For inspiration, take a look at these Young Scientist alumni:

Improving Mobility

As populations continue to move toward urban areas, science and innovation can help make these cities “smarter”. Smart vehicles, road safety and public transit are a few of the transportation mechanisms that will become increasingly important as we figure out how to improve movement within and between the planet’s most populated locations.

What kind of innovation would…

  • Make airplanes, cars and trains run more efficiently?
  • Make city infrastructure compatible with the technology we all have at our fingertips?
  • Improve mobility with devices or products in a unique way?
  • Connect the traffic and safety functions of a city with vehicles on the roads and rails?

For inspiration, take a look at these Young Scientist alumni:

  • 2019 finalist Caroline Crouchley developed a sustainable method of public transportation that eliminates the need for a diesel engine or electric motor in trains.
  • 2018 finalist Laalitya Acharya created a solution to revolutionize energy in developing countries by using vehicular motion to generate and harness clean and affordable energy.

Improving the Environment

Our planet holds precious resources, and it is our responsibility to properly manage them so future generations can enjoy the same quality of life that we do. Through science, we can reduce our environmental footprint and enhance how we use natural resources in the most efficient ways.

What kind of innovation would…

  • Make drinking water cleaner for people across the world?
  • Reduce your carbon footprint?
  • Ensure clean breathing air for people in all communities?
  • Create new ways to use recycled materials?
  • Clean up our oceans and forests for their animal inhabitants?
  • Build more products with less material?
  • Make it easier for people to recycle?

For inspiration, take a look at these Young Scientist alumni:

  • 2017 winner Gitanjali Rao created a sensor-based device to detect lead in water faster than other current techniques.
  • 2018 finalist Anna Du created an underwater robot that detects microplastics in the ocean.

Improving Energy Consumption

Energy is the key to keeping the world working, but it’s a natural resource that is frequently used and abused. With the help of science, we can create and conserve energy in new and innovative ways that really keep the lights on.

What kind of innovation would…

  • Provide electricity to underdeveloped countries?
  • Create transportation that is less harmful to the environment?
  • Reduce energy used in homes and office buildings?
  • Produce energy in ways that is least harmful to the environment?
  • Reuse energy in creative ways?

For inspiration, take a look at these Young Scientist alumni:

  • 2016 winner Maanasa Mendu created a device that harvests energy from the wind and sun to create an eco-friendly and cost-efficient source of electricity.
  • 2015 winner Hannah Herbst developed a device to provide a stable power source and freshwater to developing countries by using untapped energy from ocean currents.

Improving the Community

Science touches every part of our lives, even if it is not obvious at first. Think about the major challenges in your life or the lives of those important to you, and how you could solve them through scientific thinking.

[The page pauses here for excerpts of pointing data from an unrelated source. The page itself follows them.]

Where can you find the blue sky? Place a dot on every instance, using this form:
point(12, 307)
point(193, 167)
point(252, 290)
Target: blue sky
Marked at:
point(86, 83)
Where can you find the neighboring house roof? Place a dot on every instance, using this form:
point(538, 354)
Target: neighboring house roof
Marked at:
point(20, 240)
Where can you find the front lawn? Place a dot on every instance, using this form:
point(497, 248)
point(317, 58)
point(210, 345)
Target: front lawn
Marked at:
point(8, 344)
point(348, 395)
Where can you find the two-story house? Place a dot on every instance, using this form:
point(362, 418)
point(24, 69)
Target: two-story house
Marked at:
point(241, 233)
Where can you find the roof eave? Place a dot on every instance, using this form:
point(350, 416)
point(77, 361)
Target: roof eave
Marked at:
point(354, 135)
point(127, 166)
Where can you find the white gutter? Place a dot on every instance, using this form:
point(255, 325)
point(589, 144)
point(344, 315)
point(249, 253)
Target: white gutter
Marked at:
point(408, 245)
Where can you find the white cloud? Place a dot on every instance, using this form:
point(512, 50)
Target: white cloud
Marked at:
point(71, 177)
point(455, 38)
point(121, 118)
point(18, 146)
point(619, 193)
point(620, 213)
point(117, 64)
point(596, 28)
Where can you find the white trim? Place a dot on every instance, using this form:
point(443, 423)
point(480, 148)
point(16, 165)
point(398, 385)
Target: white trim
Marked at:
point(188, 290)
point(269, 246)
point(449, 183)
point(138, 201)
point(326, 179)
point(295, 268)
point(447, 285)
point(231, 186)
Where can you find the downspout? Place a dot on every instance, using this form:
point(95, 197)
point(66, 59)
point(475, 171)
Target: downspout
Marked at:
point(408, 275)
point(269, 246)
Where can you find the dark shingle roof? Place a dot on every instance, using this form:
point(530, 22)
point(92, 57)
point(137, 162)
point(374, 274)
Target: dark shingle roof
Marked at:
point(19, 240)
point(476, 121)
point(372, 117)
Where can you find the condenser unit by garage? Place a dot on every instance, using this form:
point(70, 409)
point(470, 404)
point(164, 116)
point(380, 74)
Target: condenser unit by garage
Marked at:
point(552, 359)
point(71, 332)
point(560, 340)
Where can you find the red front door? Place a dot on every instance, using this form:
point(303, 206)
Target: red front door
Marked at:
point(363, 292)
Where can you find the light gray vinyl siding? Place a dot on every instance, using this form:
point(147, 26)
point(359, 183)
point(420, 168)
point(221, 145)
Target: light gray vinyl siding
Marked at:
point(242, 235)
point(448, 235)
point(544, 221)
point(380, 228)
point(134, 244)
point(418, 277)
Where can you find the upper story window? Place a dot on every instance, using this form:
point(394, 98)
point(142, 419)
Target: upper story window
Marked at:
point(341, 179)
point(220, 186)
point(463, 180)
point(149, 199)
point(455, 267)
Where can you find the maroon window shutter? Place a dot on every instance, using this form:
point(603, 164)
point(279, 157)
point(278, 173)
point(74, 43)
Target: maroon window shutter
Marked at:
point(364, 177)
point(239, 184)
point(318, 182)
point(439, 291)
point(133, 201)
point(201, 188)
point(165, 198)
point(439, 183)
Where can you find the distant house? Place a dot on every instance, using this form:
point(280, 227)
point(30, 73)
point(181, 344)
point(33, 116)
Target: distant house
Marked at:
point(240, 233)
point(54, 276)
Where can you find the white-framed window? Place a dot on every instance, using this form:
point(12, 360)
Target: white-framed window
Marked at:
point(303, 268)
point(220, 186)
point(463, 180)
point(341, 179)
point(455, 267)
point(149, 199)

What kind of innovation would…

  • Help to reduce traffic accidents, jams or other transportation hazards? 
  • Improve airline screening and/or security tools to make air transportation safer and/or more efficient? 
  • Make public transportation more accessible to people with disabilities, limitations or challenges?
  • Create a better system for finding a missing pet?
  • Protect people during a natural disaster or emergency?
  • Create affordable housing for city dwellers that is also safe and easily accessible?

For inspiration, take a look at these Young Scientist alumni:

  • 2016 finalist Amelia Day invented a device that aims to improve accuracy of kicking a soccer ball to help those who are injured, and visual and hearing impaired.
  • 2013 finalist Brooke Martin created iCUpooch, an interactive care unit for dogs.